Toronto and its politicians got a real ear-full on Friday when they found out that Sidewalk Labs’ small project, a 12-acre plot of land called Quayside with tech-friendly development, actually wants to develop 350 acres and draw profit from sources including higher property taxes and a share of developer fees, the Toronto Star reports.
Actually, all levels of government officials, from City Hall to Queen’s Park and Parliament Hill were left in a state of shock at the audacious plan that would develop and tax a huge swath of prime, mostly public city property.
“There is no way on God’s green earth that Premier Doug Ford would ever sign off on handing away nearly 500 acres of prime waterfront property to a foreign multinational company,” a senior official tells the Star.
Toronto City Councillor Paula Fletcher, whose Ward 14 includes the Port Lands expressed her concerns about the proposal, reports Reuters. “I was terribly shocked because this was not within the scope of the project. I think it’s a big credibility problem for everybody.”
In Ottawa, a spokesperson for Infrastructure Minister François-Philippe Champagne said the deal with Sidewalk hasn’t changed. “The scope of the Quayside redevelopment remains confined to a portion of the Port Lands and does not exempt Sidewalk Labs from any of the normal planning or regulatory processes at any of the three orders of government,” wrote Pierre-Yves Bourque in an email.
But it gets worse
This whole mess came about after the Washington Post ran a story on Friday describing how Google had used anonymous holding companies and confidentiality agreements to buy up land across the United States in order to secure tax breaks.
Sidewalk Lab’s CEO Dan Doctoroff told the Star they plan to kick-start development in Toronto’s Port Lands by investing in underground infrastructure, and financing a publicly owned light rail transit line.
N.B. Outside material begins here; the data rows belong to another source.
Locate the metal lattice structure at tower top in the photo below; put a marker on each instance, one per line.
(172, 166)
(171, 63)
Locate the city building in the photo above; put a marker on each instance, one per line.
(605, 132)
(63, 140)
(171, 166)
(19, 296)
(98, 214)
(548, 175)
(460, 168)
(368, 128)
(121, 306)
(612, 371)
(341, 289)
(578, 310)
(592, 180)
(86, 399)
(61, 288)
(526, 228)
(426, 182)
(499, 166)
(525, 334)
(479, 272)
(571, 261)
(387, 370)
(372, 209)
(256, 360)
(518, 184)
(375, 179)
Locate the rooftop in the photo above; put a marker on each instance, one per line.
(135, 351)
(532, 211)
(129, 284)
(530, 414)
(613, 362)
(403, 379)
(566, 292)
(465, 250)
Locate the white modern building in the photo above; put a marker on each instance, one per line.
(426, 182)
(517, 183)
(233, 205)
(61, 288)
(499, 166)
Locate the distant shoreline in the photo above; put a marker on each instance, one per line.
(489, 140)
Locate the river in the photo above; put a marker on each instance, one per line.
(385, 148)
He explained that the company would get its investment back by and make a “modest profit” from its share of developer fees, increased property taxes and increased land value that comes from its investment.
Of course, the profits from this revenue stream – estimated to be over $6 billion over 30 years – they plan on sharing with the city. “We’re prepared to take the risk up front of developing a model to help make that happen, and we’re prepared to essentially get paid back when we’ve demonstrated that it can be successful,” he said. “We don’t actually benefit until there’s successful development.”
Sidewalk spokesperson Keerthana Rang said: “We are excited about the proposal that is coming together and we think Torontonians will be too.” That remark may be stretching it a bit because the project has already faced opposition from locals over data privacy concerns.